The Second District Court of Appeal reversed today in Crick v. Crick, on several grounds. First, in dividing the parties’ credit card debt used to purchase certificates of deposit, the court designated the same monies as both liability and asset, creating an unjustified distribution to the Wife. Second, the lower court granted twenty-four months of rehabilitative alimony in the amount of $2,000.00 a month without making any findings as to need or ability to pay, or as to either party’s net income or the former husband’s gross income. Also, the lower court evidently ordered combined alimony and child support which exhausted the entirety of the former husband’s income. Finally, the lower court’s order that the former husband in addition pay one-half of his former wife’s attorneys’ fees was reversed on the ground that the equitable distribution and alimony reversals would require reconsideration of that award.

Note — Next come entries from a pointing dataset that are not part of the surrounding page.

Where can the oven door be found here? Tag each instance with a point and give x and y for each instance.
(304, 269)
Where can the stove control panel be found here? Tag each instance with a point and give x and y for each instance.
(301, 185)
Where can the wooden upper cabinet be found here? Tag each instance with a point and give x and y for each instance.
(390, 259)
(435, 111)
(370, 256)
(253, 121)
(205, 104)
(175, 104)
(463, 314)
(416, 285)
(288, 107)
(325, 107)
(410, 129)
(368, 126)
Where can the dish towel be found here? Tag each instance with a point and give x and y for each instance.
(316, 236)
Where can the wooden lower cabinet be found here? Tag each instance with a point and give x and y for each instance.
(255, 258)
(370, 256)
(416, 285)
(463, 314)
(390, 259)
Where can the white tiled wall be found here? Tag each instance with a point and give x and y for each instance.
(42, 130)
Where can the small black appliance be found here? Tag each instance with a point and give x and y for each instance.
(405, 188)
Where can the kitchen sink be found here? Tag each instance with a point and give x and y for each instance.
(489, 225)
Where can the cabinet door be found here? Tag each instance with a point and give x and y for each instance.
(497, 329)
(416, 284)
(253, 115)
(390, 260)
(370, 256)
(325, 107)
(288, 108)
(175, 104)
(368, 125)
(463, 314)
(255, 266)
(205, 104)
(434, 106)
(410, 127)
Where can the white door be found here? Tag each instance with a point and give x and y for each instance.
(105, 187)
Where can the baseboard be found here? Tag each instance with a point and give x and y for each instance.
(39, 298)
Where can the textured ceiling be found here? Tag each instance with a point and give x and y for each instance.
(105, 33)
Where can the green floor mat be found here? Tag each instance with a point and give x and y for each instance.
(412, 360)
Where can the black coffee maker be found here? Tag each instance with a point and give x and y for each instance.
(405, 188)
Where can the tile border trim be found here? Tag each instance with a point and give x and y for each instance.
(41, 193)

The Second District Court of Appeal dismissed the appeal today in Peterson v. Peterson, on the basis that the Final Judgment was not final in nature, and requiring the lower court to enter such a final order. The lower court had reserved jurisdiction to determine a parenting plan and all matters relating to the children in a separate order, retained jurisdiction to determine alimony in the future, failed to value various business assets, and otherwise left many issues still unresolved between the parties, including attorneys’ fees and costs. While the Second DCA sympathized with the lower tribunal for the lack of clear evidence before it, they were still required to find the Final Judgment to be a non-final order.
The Second District Court ruled today in King v. King, in so doing reversing the lower tribunal’s finding that jurisdiction was lacking to enforce interest payments due under the parties’ marital settlement agreement by use of its contempt powers, and as a result denying the Former Wife’s Motion. That Court was reversed because the Final Judgment contained a specific reservation of jurisdiction for enforcement purposes, and the Second District also pointed out that, if jurisdiction were truly lacking, denial on the merits was improper in favor of dismissal of the motion.